Bescheidbeschwerde – Einzel – Erkenntnis, BFG vom 01.03.2018, RV/7103544/2017

Kein Antritt zu Prüfungen in Bachelorstudium Technische Mathematik

Entscheidungstext

IM NAMEN DER REPUBLIK

Das Bundesfinanzgericht hat durch den Richter R. in der Beschwerdesache Bf. über die Beschwerde vom gegen den Bescheid der belangten Behörde Finanzamt Wien 2/20/21/22 vom betreffend Rückforderung von Familienbeihilfe und Kindergeld für S. für den Zeitraum August 2015 bis September 2016 zu Recht erkannt: 

Der Beschwerde wird gemäß § 279 BAO teilweise Folge gegeben.
Der angefochtene Bescheid wird hinsichtlich des Zeitraumes August bis November 2015 aufgehoben.

Hinsichtlich des Zeitraumes Dezember 2015 bis September 2016 wird die Beschwerde gemäß § 279 BAO als unbegründet abgewiesen.

Gegen dieses Erkenntnis ist eine Revision an den Verwaltungsgerichtshof nach Art. 133 Abs. 4 Bundes-Verfassungsgesetz (B-VG) nichtzulässig. 

Entscheidungsgründe

Das Finanzamt überprüfte den Anspruch des Bf. auf Familienbeihilfe und richtete das diesbezügliche Schreiben vom an den Beschwerdeführer (Bf.).

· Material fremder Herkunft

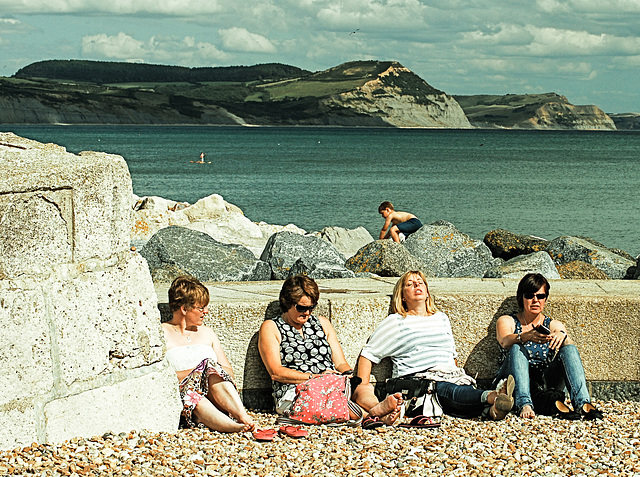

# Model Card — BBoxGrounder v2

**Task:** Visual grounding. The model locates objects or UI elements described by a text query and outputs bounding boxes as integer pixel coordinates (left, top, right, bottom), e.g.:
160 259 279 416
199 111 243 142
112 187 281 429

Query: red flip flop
253 429 277 442
278 426 309 438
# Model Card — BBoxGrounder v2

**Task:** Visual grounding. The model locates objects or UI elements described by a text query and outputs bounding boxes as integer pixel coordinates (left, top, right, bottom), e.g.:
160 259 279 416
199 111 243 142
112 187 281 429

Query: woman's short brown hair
280 275 320 313
389 270 438 317
169 276 209 312
516 273 551 308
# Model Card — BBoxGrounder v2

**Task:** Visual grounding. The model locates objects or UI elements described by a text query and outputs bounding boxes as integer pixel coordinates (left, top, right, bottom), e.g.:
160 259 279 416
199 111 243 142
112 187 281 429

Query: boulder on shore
484 252 560 280
140 226 271 282
556 260 610 280
484 229 549 260
320 227 373 258
404 221 496 278
287 258 356 280
260 232 353 280
346 240 434 277
546 236 636 279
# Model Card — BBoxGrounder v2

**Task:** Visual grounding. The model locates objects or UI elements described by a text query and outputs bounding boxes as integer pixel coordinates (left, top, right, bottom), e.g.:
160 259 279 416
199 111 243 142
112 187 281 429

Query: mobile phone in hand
534 325 551 335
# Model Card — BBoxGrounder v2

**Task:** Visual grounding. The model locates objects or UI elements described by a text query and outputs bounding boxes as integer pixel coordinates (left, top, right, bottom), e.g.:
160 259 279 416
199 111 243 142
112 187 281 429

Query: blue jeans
496 344 591 412
436 381 489 417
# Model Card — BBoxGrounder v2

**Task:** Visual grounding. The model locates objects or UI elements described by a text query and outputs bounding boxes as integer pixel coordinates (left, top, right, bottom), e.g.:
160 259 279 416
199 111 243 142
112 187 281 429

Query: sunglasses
522 293 547 301
296 305 316 313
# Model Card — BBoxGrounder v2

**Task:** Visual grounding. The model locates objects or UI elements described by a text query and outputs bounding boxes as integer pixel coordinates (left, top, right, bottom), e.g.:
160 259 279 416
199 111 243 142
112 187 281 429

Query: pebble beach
0 401 640 477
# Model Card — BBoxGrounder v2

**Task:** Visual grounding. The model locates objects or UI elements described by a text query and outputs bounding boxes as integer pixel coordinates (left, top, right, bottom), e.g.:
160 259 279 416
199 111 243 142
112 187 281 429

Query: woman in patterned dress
162 277 255 432
258 275 399 420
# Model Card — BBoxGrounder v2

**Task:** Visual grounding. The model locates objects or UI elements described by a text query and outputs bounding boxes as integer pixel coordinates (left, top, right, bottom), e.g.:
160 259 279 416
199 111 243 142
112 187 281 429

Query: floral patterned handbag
287 374 351 424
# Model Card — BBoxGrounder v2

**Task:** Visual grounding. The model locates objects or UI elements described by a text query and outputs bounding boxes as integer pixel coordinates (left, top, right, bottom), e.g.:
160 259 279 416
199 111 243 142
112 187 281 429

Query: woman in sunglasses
258 275 395 421
496 273 602 419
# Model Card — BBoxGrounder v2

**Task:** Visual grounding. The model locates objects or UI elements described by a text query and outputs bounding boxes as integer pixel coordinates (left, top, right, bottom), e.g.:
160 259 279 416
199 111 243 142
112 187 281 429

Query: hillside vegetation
0 60 620 129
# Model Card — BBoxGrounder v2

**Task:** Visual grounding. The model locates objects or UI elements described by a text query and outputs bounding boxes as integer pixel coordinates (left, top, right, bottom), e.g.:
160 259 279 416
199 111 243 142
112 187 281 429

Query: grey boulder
140 226 271 282
346 240 433 277
546 236 636 280
404 221 498 278
260 232 353 280
484 229 549 260
484 252 560 280
320 227 373 258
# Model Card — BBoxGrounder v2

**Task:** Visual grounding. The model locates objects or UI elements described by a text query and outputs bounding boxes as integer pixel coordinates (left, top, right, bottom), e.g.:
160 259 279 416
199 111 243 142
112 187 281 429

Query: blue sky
0 0 640 113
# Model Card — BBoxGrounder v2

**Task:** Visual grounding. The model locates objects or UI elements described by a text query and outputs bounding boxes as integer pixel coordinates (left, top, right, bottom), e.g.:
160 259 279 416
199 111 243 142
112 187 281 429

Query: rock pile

Der Bf. reichte, soweit beschwerdegegenständlich, für seine Tochter folgende Unterlagen ein:
- Studienbestätigung der Technischen Universität vom (WS 2015)
- Bestätigung des Studienerfolges vom (-
- Studienblatt der Universität Wien vom (WS 2016)
- Studienbestätigung der Universität Wien vom (WS 2016)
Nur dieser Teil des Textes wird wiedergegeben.